= Randy Charles Epping =

Financial author

Randy Charles Epping is an American author based in Zürich,
Switzerland. He may be best known for his A Beginner's Guide to the World Economy, which has been translated into 14 languages, and the follow-up The 21st Century Economy-A Beginner's Guide published by Vintage Books. He is also the author of a financial thriller, Trust, under the name Charles Epping, the first novel published by Greenleaf Book Group Press.

==Life and work==
Epping received his bachelor's degree from the University of Notre Dame, a master's degree from the Université de Paris IV-Sorbonne, and a master's degree in International Relations from Yale University.
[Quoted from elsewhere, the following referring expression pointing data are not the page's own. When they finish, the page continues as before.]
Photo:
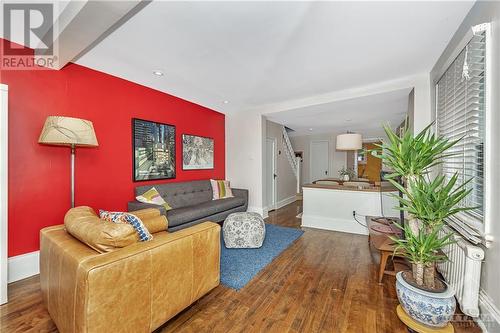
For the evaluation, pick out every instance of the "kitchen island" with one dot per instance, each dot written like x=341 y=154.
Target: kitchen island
x=331 y=207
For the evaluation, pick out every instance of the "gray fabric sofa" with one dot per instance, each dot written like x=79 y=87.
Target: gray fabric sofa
x=192 y=203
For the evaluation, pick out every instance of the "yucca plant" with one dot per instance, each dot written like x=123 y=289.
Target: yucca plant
x=427 y=201
x=432 y=201
x=411 y=157
x=423 y=250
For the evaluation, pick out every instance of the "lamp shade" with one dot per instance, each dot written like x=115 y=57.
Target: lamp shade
x=349 y=141
x=67 y=131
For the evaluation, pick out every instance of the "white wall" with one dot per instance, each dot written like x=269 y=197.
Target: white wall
x=286 y=181
x=483 y=12
x=337 y=158
x=246 y=133
x=244 y=162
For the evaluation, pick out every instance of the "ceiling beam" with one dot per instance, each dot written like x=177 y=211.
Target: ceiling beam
x=83 y=24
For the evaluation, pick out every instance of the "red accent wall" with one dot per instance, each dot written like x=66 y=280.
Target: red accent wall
x=39 y=176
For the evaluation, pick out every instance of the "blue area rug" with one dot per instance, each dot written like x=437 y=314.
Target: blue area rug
x=239 y=266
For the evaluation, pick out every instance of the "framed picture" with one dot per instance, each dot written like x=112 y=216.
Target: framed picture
x=154 y=150
x=197 y=152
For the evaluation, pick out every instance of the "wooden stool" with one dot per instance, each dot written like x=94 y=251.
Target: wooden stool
x=414 y=326
x=385 y=246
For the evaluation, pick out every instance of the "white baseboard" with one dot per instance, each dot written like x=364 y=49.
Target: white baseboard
x=286 y=201
x=23 y=266
x=489 y=320
x=342 y=225
x=259 y=210
x=265 y=212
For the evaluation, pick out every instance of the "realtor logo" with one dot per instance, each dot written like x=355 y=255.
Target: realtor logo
x=29 y=29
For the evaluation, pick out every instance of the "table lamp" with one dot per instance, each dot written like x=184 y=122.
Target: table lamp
x=71 y=132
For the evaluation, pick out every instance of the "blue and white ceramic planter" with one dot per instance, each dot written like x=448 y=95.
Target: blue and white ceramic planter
x=431 y=309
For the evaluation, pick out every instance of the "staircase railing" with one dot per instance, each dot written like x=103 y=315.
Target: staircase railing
x=290 y=155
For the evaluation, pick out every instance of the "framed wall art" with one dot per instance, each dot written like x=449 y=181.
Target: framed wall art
x=197 y=152
x=153 y=150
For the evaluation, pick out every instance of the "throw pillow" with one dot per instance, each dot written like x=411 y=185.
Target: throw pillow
x=103 y=236
x=127 y=218
x=221 y=189
x=152 y=196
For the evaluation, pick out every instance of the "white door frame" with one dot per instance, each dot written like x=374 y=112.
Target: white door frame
x=311 y=160
x=275 y=171
x=4 y=153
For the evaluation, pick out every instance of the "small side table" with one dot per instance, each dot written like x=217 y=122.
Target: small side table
x=414 y=326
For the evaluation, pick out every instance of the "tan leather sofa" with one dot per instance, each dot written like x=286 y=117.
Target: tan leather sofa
x=136 y=288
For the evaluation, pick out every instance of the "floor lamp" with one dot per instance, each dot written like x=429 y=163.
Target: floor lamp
x=70 y=132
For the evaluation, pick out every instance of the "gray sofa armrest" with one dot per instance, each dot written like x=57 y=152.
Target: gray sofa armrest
x=241 y=193
x=137 y=205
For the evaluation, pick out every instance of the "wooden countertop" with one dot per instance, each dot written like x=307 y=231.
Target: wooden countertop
x=352 y=188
He went on to work in international finance for more than 25 years, beginning with Banque Paribas Suisse in Geneva (and working in London, Hamburg, São Paulo, and Zürich). He is current managing director for an international consulting company based in Switzerland, IFS Project Management AG.
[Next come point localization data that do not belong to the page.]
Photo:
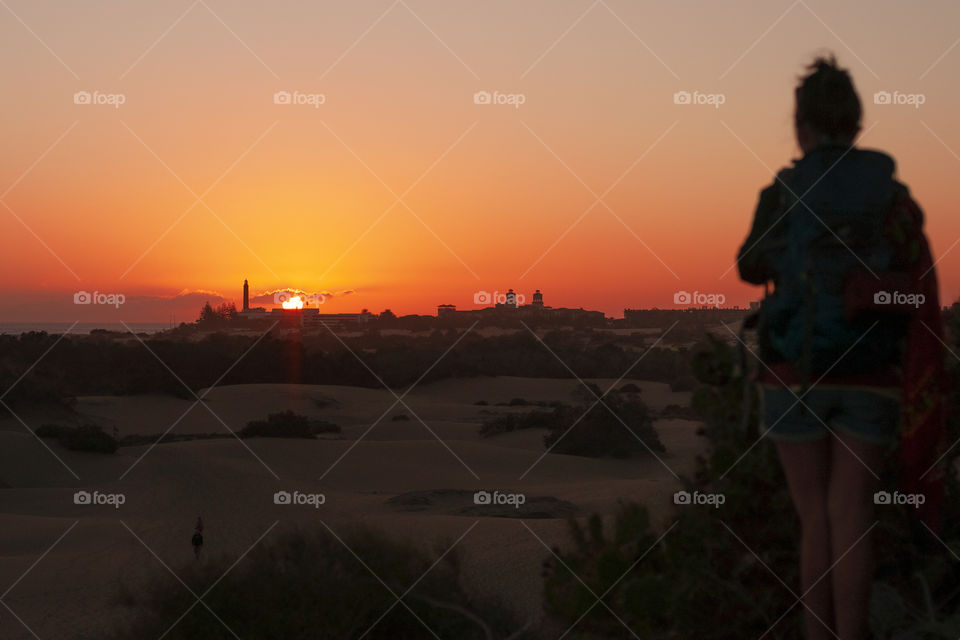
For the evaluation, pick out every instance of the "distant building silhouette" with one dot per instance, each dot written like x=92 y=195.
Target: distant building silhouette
x=510 y=308
x=307 y=317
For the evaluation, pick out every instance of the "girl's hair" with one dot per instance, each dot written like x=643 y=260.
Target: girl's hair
x=827 y=100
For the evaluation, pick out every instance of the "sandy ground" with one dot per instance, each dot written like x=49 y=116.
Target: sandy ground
x=367 y=474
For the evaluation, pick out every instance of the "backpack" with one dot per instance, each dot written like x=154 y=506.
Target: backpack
x=829 y=226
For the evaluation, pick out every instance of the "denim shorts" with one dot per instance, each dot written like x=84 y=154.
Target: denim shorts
x=870 y=414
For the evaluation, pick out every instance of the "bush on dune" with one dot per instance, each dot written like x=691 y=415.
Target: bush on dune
x=88 y=437
x=287 y=424
x=620 y=426
x=310 y=586
x=702 y=580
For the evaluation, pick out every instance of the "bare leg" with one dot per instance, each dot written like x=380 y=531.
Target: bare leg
x=807 y=467
x=855 y=467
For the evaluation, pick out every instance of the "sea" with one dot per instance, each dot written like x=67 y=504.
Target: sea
x=81 y=328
In The 21st Century Economy-A Beginner's Guide Epping argues that economic literacy is essential in what he calls our "fusion economy", where what happens in one corner of the globe can have an immediate impact on the rest of the world. The book is well-reviewed by Library Journal, which calls the work "remarkably accessible."
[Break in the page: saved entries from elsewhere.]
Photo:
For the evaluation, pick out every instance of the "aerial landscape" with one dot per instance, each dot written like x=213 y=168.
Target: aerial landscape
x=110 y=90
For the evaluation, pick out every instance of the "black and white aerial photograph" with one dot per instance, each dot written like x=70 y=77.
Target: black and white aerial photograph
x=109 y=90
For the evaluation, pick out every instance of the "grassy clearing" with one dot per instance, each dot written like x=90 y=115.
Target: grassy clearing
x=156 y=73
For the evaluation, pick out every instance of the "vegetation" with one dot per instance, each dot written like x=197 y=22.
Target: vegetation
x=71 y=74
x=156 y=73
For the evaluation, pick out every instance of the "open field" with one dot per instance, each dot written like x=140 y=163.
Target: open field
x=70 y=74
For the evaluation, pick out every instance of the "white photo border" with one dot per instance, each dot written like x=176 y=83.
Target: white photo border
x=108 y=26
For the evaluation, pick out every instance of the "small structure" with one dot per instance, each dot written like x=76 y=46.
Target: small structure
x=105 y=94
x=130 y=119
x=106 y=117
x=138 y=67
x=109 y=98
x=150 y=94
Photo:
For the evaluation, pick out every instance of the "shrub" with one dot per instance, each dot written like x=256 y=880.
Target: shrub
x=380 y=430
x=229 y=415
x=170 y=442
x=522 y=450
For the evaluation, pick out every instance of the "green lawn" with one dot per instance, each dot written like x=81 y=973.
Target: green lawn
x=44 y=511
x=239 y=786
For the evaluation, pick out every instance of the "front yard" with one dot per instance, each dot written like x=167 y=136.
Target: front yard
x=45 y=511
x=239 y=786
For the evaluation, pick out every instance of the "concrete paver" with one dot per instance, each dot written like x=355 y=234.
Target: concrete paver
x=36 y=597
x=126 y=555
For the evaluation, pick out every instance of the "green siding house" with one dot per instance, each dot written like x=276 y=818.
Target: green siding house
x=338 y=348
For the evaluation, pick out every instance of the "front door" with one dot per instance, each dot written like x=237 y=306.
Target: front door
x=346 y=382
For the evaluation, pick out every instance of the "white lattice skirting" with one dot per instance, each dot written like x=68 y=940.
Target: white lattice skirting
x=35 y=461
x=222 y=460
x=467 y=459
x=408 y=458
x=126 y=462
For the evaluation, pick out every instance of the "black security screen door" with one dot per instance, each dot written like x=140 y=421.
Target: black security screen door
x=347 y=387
In Trust, Epping explores the possibility of a forgotten "Treuhand" account — an account opened in another person's name in order to keep the real owner secret — thousands of which were opened by Jewish families in Switzerland as the Nazis invaded Europe. Epping speculates that if such an account were never returned to the family, or stolen by the trustee, it would have multiplied a thousand times over the past six decades. Much of the book is based on the real-life details of Epping's work with a Jewish family trying to reclaim buildings in Berlin that they had owned before World War II.

==Central Europe Foundation==

In 1999, Epping became president of Central Europe Foundation (Mitteleuropa-stiftung), which provides scholarships to students from throughout Central and Eastern Europe and awards the annual Dr. Elemér Hantos Prize "to a person, persons, or organization for outstanding achievement in promoting Economic Cooperation in Central and Eastern Europe". Recent recipients of the prize have been human-rights activist and Czech President Václav Havel and Austrian Vice-Chancellor Erhard Busek who served as Special Coordinator of the Stability Pact for South Eastern Europe.